CALGARY -- The last thing Elizabeth Williams considers herself to be is an artist. Being called an environmentalist is likewise something she doesn't fully identify with.

When you create a three-metre reflective pillar to draw attention to coal mining in the Rocky Mountains, however, it's natural that people will make some assumptions.

Located on windswept prairie a stone's throw from Maycroft campground, Williams' stainless steel monolith is an attempt to piggyback on some of the public interest in similar structures that were mysteriously being erected around the world.

“I thought this would be just a nice thing for people to go and investigate during Covid while we're kind of in dark times,” she said.

Garnering public attention, she explains, fits into a larger plan. The southern Alberta monolith's purpose is to draw attention to the provincial government's decision back in May to rescind its 1976 coal policy.

The policy imposed varying degrees of restrictions on coal development in the Alberta Rockies. Cancelling the policy has resulted in a flurry of mining companies purchasing exploratory leases and beginning the regulatory process to investigate potential coal mines.

With the monolith, Williams seeks to bring awareness to this industrial change.

“It's my attempt to create a beautiful, uplifting curiosity that just draws people's attention to the threats facing the landscape it reflects,” she says.

While emphasizing she is neither pro-coal nor anti-industry (“Clearly, metallurgical coal is needed to make steel,” she says, pointing to the monolith), the massage therapist does describe herself as “pro due process.”

“When they made that decision and quietly announced it on a Friday before a long weekend, that's pretty sneaky,” Elizabeth says. “It doesn't look so good. And what was making me crazy was that people didn't know about it — so few people were aware that this was happening.”

Raising awareness of the change became her personal mission.

“If most people want this to happen and responsible public engagement takes place, then that's fair. That's democracy in action, and that's what I want to see happen.”

Unable to work due to the pandemic, Elizabeth decided to use her time to bring awareness to the policy change. Although having no previous experience, she learned some basic welding skills and contacted a friend who has a shop, borrowing their tools and expertise to create the monolith.

With landowners' permission, she has been placing the steel structure in various locations around southern Alberta that could be adversely affected by widespread mining in the Rockies.

“If you sacrifice these mountains, there's no snowpack, and if there's no snowpack, there's no water,” Williams says.

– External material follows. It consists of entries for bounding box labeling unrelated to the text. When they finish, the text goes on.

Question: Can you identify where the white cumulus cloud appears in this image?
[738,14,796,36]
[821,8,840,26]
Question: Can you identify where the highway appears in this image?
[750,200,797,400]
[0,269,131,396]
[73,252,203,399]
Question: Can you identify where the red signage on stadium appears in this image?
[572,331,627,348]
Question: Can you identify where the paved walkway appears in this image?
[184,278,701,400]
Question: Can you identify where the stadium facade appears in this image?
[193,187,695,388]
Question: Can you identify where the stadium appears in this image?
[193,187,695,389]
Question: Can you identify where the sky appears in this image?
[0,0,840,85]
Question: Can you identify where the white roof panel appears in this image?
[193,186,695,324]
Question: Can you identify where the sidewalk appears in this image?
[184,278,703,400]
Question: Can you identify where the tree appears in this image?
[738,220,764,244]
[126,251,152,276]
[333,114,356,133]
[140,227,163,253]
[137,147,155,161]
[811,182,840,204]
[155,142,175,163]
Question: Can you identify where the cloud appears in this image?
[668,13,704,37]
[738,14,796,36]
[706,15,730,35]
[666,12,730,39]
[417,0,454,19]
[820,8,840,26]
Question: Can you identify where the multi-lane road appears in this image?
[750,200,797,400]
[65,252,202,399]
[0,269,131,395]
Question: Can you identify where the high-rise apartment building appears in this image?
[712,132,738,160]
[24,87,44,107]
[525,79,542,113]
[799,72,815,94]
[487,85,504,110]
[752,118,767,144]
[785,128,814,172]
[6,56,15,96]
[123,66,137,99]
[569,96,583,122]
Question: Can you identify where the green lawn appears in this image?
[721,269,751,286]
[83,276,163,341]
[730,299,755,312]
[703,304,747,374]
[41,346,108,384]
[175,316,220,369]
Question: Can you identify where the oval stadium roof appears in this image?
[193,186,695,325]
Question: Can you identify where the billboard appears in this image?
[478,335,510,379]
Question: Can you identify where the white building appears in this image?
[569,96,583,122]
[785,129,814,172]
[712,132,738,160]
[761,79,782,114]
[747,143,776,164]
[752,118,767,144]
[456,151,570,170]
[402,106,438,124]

“And if there's no water then you don't get water to the irrigators who rely on this for crop growing, you don't get any municipality having any water downstream from here, and any livelihoods like ranchers 1/8 and 3/8 tour operators who do hunting and guiding in this area — all those jobs are sacrificed to gain jobs for mining.”

Sacrificing stable livelihoods for jobs in an industry subject to boom and bust cycles is bad math, she says. “It's not an economic growth platform.”

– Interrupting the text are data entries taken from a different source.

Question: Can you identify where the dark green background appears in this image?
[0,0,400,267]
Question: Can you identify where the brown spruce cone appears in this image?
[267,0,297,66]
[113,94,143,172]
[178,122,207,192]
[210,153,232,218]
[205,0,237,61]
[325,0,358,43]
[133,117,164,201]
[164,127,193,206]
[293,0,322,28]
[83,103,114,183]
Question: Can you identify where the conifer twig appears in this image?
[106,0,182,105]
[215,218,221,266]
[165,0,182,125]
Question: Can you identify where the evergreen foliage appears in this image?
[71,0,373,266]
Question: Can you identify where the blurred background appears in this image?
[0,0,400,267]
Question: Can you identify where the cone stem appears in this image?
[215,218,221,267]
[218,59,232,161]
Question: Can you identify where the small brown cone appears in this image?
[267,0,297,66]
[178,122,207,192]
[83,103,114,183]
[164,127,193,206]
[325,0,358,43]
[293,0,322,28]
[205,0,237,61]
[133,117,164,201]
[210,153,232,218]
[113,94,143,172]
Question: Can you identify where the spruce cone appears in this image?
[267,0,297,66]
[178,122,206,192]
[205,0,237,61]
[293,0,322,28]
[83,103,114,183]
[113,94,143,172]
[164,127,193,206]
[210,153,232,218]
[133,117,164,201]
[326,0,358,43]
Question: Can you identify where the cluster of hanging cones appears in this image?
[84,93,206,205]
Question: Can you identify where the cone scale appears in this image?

Williams hopes the monolith's story will encourage people to follow her lead and step outside their comfort zones.

“I just want people to speak up. Often there's an attitude of hopelessness about politics,” she says, but adds it doesn't have to be that way. “If I can do this, people can write a letter. Write to your elected; speak up for what you value.”

So far, the monolith has been successful at attracting attention — good and bad.

“Don't lick it, you'll freeze!” Williams shouts during the interview at a group of teenage boys taking selfies next to the tower. Soon, a group of women come over with their cameras just as a pickup truck rolls up.

“Taking lots of pictures?” the driver calls over to the group.

After answering in the affirmative, the driver laughs and yells back before driving away, “Good, 'cause we're tearing it down tonight!”

Such animosity was anticipated, Elizabeth says, which is why she already has plans for a backup monolith — just in case.

The masseuse turned monolith-maker is also filming a video, which she says will feature narration in Blackfoot, given the significance mining will have on the traditional ancestral lands of the Blackfoot people.

Overall, Williams hopes the monolith's message isn't lost in the media coverage.

“The focus isn't the monolith itself, nor the builder,” she emphasizes. “It's again to draw attention to the threats on these landscapes so that the public can speak to their elected about their concerns and about what they value.”

Whether that involves conservation or responsible resource extraction, she concludes, should be determined by the voice of Albertans.